Defense attorney dilemma

Today I have a lawyerly plot bunny for you.

Defense attorneys have various legal and ethical duties, some of which may occasionally collide. On the one hand, a defense attorney has the obligation to represent her client to the best of her ability, using all reasonable legal means to get her client off the hook, regardless of whether she believes the client is guilty. On the other hand, she is an officer of the court, charged with making sure no miscarriage of the law occurs.

Really, these duties are toward the same end, since both involve making sure that the justice system runs the way it’s supposed to. But sometimes they can create problems. For example, what if the defendant lies on the stand? Does the attorney let the judge know that perjury has occurred, or does she keep her mouth shut?

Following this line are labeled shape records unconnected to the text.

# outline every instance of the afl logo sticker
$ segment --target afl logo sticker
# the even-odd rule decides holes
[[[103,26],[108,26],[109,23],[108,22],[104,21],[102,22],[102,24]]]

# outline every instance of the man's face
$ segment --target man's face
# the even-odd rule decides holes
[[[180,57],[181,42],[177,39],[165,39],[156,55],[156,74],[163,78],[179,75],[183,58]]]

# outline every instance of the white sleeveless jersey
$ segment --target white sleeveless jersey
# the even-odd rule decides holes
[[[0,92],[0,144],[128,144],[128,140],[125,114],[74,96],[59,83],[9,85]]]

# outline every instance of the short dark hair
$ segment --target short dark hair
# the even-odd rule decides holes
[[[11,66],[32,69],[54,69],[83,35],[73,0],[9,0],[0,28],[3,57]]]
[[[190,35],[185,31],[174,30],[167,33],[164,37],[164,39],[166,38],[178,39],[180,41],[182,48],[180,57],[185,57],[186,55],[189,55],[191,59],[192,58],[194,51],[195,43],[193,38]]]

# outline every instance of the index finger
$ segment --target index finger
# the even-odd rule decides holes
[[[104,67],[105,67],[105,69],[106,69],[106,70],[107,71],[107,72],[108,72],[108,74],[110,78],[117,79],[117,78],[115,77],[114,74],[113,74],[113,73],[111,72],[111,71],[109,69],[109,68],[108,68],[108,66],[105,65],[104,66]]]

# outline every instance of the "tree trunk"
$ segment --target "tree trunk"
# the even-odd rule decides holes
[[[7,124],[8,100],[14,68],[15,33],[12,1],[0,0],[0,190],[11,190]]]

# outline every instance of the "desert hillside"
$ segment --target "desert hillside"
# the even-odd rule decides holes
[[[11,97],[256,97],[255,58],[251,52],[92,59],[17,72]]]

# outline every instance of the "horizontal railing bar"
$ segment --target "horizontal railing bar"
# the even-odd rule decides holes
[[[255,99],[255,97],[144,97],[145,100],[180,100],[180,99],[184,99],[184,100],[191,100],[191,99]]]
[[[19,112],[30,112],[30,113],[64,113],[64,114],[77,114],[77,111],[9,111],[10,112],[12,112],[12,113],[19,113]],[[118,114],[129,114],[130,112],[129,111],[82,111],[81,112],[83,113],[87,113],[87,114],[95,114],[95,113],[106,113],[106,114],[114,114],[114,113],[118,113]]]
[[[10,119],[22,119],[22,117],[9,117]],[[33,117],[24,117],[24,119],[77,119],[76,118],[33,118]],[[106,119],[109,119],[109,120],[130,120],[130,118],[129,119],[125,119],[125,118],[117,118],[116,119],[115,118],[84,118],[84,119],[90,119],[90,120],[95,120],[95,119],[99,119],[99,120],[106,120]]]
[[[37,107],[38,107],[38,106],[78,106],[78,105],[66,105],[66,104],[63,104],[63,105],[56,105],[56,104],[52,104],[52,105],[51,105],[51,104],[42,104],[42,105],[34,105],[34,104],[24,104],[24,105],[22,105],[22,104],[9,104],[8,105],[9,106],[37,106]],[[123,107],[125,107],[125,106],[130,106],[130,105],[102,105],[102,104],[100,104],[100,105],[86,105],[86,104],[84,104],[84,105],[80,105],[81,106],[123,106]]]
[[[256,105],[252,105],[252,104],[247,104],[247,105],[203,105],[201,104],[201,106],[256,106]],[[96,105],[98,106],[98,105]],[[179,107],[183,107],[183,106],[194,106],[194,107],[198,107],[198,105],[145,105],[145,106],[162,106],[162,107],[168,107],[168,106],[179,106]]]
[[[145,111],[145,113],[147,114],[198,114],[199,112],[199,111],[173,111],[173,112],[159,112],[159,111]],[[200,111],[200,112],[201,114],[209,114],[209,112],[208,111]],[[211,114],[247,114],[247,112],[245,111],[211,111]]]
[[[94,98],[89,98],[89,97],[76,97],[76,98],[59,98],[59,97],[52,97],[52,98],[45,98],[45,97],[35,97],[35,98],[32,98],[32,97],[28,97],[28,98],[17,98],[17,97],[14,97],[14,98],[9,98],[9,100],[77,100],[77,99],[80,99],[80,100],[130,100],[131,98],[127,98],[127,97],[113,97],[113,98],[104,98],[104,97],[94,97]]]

If the attorney knows—or suspects—ahead of time that her client will perjure himself on the stand, she has the duty to keep that from happening. The easiest way is to not call him as a witness. The defendant cannot force his lawyer to let him testify. However, if the defendant does testify and unexpectedly lies, the lawyer’s not supposed to say anything—but she can’t intentionally let him continue lying. It can be a difficult balancing act.

So here’s your plot bunny. Your character is an attorney representing a smooth bad guy. The bad guy lies on the stand—implicating someone else—and is found not guilty. Now the cops are after that third party, and your lawyer wants to make sure an innocent party doesn’t go to prison. What does he do? And what complications might ensue if he’s attracted to that innocent third party?